Мои мысли тут же обратились к белым розам Сноу, белым совещательным комнатам Койн в Тринадцатом и больничным палатам, где мне довелось бывать. Она была права — в белом пространстве жить невозможно.
— Вы с Питом раскрасили этот дом в зеленых, оранжевых и желтых тонах. Для меня это цвета самой жизни. Зеленый с деревянной мебелью напоминает о лесе, который ты так любишь. Оранжевый — цвет Пита, цвет солнца — теплого и щедрого. Я могла бы то же самое сказать и о желтом, но, сдается мне, в нем кроется и что-то еще, что-то важное. Что он означает, Китнисс? С чем для тебя связан этот цвет? — спросила она мягко.
Не знаю почему, но мне друг захотелось с ней поговорить.
— Одуванчики, — прошептала я.
— Одуванчики? — она взглянула на меня вопросительно.
Я глубоко вдохнула, голос мой охрип, так давно я им не пользовалась.
— В тот день, когда Пит отдал мне хлеб, я думала, что моя семья погибнет от голода. У нас не оставалось еды, мы уже давно не ели толком, и негде было ее раздобыть. Я рылась в мусорном ящике возле пекарни, когда меня оттуда прогнала его мать. Ты знала, что он специально подпалил хлеб?
— Специально? Я помню, ты что-то говорила такое в пещере, — вставила она.
- Да. Он увидал меня тогда, кожа до кости, и специально его сжег. Мать его за это побила, но он умудрился все равно бросить мне хлеб. Я отнесла его домой, и мы поели, как не ели уже много дней, — я замолчала, затерявшись в лабиринте памяти.

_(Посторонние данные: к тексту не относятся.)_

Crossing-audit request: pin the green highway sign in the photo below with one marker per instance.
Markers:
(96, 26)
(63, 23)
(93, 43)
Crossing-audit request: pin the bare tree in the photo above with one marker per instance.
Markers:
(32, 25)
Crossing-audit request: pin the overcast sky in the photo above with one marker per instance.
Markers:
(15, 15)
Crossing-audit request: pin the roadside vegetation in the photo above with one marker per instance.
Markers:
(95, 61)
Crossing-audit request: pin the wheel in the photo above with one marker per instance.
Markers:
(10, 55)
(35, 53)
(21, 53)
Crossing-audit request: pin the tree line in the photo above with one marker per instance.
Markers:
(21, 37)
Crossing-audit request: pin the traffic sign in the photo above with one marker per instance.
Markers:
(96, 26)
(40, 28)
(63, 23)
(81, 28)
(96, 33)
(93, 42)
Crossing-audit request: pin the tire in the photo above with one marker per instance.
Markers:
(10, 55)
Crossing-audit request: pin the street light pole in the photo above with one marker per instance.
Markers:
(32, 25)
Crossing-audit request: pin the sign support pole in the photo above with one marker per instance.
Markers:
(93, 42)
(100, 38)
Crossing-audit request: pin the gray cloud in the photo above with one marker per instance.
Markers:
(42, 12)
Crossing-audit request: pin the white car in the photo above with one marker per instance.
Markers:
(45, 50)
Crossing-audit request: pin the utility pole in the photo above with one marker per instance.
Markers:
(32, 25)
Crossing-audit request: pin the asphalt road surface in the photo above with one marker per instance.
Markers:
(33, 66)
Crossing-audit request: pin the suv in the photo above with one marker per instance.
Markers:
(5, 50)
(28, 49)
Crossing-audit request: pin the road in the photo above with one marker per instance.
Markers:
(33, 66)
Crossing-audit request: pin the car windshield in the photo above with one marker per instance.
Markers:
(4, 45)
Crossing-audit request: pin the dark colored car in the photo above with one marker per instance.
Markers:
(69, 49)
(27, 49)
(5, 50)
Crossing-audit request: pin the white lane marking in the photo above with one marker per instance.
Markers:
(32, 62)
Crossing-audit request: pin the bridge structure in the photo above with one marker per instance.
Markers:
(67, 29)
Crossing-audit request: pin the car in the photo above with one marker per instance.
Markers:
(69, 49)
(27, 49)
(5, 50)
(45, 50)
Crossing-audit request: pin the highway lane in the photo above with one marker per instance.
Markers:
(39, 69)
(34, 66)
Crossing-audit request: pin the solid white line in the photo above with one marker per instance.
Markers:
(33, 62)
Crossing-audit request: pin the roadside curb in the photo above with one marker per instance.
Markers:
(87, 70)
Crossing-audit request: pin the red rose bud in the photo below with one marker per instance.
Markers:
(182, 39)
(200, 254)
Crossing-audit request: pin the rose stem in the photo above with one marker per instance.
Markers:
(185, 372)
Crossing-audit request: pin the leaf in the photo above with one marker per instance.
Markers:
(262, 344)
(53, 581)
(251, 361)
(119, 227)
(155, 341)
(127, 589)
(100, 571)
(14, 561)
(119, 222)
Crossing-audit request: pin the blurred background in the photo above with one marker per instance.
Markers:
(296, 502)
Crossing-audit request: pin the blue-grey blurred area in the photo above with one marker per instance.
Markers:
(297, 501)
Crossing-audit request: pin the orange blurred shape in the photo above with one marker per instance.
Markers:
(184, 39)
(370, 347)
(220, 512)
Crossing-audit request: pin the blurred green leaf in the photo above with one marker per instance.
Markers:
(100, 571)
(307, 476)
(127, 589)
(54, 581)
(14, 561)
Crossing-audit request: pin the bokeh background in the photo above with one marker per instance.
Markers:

Она тоже хранила молчание в ожидании, когда я заговорю снова. Я повернулась на постели, выпросталась из-под одеяла, а Эффи протянув руку, вытащила что-то из моих спутанных волос у лба.
— На следующий день я хотела его отблагодарить. Но когда увидела его синяк, не могла и словечка произнести, и так и сказала ему ни разу это «спасибо» — до самых Игр, — теперь я уже сидела, прислонившись к изголовью кровати. — Я была такая ужасная трусиха, — произнесла я с горечью.
— Но на школьном дворе я увидала одуванчик. Сорвала его и рванула домой, чтобы взять корзину. Мы с Прим побежали на Луговину и собрали все одуванчики, какие смогли отыскать. В тот вечер мы ели остатки хлеба и салат из одуванчиков — цветки, стебли, все сразу. И тогда я решила, что мы сможем все-таки жить дальше.